IN THE SENATE OF THE UNITED STATES—110th Congress, 2nd Session.

To expresses the Sense of the Senate that development and implementation of environmental justice policies must be considered within the context of energy justice policies, that high energy prices are most burdensome on the poor and disadvantaged, and that opening access to increased energy supply and helping them to use less energy will lower energy prices for the poor and disadvantaged.

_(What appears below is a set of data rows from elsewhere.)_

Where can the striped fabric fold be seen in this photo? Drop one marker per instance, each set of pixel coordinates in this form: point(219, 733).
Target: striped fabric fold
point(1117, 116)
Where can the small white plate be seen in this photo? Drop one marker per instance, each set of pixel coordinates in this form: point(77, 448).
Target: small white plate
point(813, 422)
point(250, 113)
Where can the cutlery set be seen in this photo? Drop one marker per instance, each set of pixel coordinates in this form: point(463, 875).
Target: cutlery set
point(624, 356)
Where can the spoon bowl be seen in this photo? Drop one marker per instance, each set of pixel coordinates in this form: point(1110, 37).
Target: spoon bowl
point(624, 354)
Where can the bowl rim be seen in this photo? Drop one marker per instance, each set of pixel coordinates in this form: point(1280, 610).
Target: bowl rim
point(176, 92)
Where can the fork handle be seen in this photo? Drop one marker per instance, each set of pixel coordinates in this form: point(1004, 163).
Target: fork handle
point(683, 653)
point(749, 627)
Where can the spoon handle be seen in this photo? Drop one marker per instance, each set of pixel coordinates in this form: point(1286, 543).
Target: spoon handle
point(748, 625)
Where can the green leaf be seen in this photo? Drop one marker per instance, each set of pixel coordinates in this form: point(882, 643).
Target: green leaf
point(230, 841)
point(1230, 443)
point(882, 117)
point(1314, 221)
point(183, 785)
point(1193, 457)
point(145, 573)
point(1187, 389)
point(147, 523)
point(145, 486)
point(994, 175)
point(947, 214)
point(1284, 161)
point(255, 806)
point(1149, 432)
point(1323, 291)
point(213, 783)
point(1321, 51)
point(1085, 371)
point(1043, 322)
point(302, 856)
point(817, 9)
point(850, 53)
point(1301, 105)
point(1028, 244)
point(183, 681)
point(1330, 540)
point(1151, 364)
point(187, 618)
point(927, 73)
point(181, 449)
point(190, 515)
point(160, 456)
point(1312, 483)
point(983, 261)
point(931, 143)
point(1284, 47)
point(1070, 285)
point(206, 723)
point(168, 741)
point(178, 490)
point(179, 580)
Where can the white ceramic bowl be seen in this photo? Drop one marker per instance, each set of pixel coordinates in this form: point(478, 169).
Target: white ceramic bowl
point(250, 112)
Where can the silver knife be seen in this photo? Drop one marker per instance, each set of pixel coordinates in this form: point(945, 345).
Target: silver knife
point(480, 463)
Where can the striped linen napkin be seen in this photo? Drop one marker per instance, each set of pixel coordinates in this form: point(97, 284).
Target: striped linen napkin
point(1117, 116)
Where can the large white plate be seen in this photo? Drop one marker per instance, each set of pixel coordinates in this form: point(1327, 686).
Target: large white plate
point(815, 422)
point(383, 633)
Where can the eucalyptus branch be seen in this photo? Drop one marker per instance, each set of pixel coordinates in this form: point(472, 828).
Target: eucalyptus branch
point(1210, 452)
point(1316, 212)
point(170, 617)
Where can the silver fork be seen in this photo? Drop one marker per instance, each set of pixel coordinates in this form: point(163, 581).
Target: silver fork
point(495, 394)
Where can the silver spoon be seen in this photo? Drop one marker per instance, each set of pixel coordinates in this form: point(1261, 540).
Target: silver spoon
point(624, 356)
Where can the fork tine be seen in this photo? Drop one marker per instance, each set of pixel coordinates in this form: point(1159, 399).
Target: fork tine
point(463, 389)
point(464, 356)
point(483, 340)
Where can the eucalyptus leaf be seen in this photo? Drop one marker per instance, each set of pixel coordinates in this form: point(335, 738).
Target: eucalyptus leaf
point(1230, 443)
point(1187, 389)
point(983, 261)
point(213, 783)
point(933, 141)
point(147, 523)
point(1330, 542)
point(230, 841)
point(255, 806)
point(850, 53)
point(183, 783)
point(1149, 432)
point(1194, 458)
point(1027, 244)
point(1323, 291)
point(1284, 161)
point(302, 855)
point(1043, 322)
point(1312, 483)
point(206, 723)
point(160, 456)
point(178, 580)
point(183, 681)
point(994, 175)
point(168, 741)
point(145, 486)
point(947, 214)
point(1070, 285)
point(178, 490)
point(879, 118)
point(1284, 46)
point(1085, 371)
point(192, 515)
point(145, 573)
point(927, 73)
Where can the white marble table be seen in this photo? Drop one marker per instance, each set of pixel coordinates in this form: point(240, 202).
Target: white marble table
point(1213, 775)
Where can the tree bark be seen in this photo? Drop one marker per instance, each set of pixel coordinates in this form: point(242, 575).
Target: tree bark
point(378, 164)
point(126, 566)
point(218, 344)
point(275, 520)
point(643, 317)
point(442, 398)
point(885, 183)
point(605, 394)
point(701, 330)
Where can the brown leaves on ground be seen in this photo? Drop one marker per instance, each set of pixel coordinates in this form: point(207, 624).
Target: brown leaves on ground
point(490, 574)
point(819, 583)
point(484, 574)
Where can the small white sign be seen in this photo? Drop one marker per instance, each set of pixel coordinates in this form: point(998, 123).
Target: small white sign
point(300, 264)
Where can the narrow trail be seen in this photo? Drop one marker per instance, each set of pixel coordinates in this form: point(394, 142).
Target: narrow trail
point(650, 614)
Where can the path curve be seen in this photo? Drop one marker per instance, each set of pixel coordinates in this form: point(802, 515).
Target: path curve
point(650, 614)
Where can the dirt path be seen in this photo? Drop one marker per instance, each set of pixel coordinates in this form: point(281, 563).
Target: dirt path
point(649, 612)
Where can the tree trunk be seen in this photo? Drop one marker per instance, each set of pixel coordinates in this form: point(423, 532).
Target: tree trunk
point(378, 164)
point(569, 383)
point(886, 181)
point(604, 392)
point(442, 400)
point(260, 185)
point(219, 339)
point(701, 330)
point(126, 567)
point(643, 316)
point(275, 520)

Whereas environmental justice can be defined as the fair treatment and meaningful involvement of all people regardless of race, color, national origin, or income within the development, implementation, and enforcement of environmental policies and laws; and

Whereas energy justice can be defined as the fair treatment and meaningful involvement of all people regardless of race, color, national origin, or income within the development, implementation, and enforcement of national energy policies and laws with the goal to promote affordable and abundant energy; and

Whereas environmental justice and energy justice are not mutually exclusive; and

Whereas the nation is currently in the grips of an energy crisis; and Whereas according to a recent survey by the National Energy Assistance Directors Association, 70 percent of households reduced food purchases, 30 percent reduced purchases of medicine, and 20 percent changed plans for either their own or their children’s education in order to cope with higher home energy and gasoline costs; and

Whereas America has ample supplies of oil, natural gas, coal, oil shale, uranium, and wind potential to meet our energy supply needs for the next century and beyond; and

Whereas drilling is currently prohibited by Congress on 85 percent of the nation’s outer continental shelf, which holds an estimated 14 billion barrels of recoverable oil or the equivalent of 25 years of imports from Saudi Arabia; and

Whereas commercial scale oil shale production is currently prohibited by Congress in the Green River Formation in Colorado, Utah, and Wyoming with nearly two trillion potentially-recoverable barrels of oil which at current rates of consumption could yield enough energy to fully meet America’s oil needs for nearly 240 years; and

Whereas energy is the nation’s lifeblood, the mostly unseen but present force that powers our economic engine, creates opportunities, and improves living standards:

Now, therefore, be it Resolved, That it is the sense of the Senate that –

(1) implementation of environmental justice policies must always be considered in context with energy justice; and

(2) affordable energy is the creator of economic opportunities; and

(3) lifting Congressional prohibitions and increasing access to America’s abundant energy supply will lower the price of energy for the nation’s poor and disadvantaged.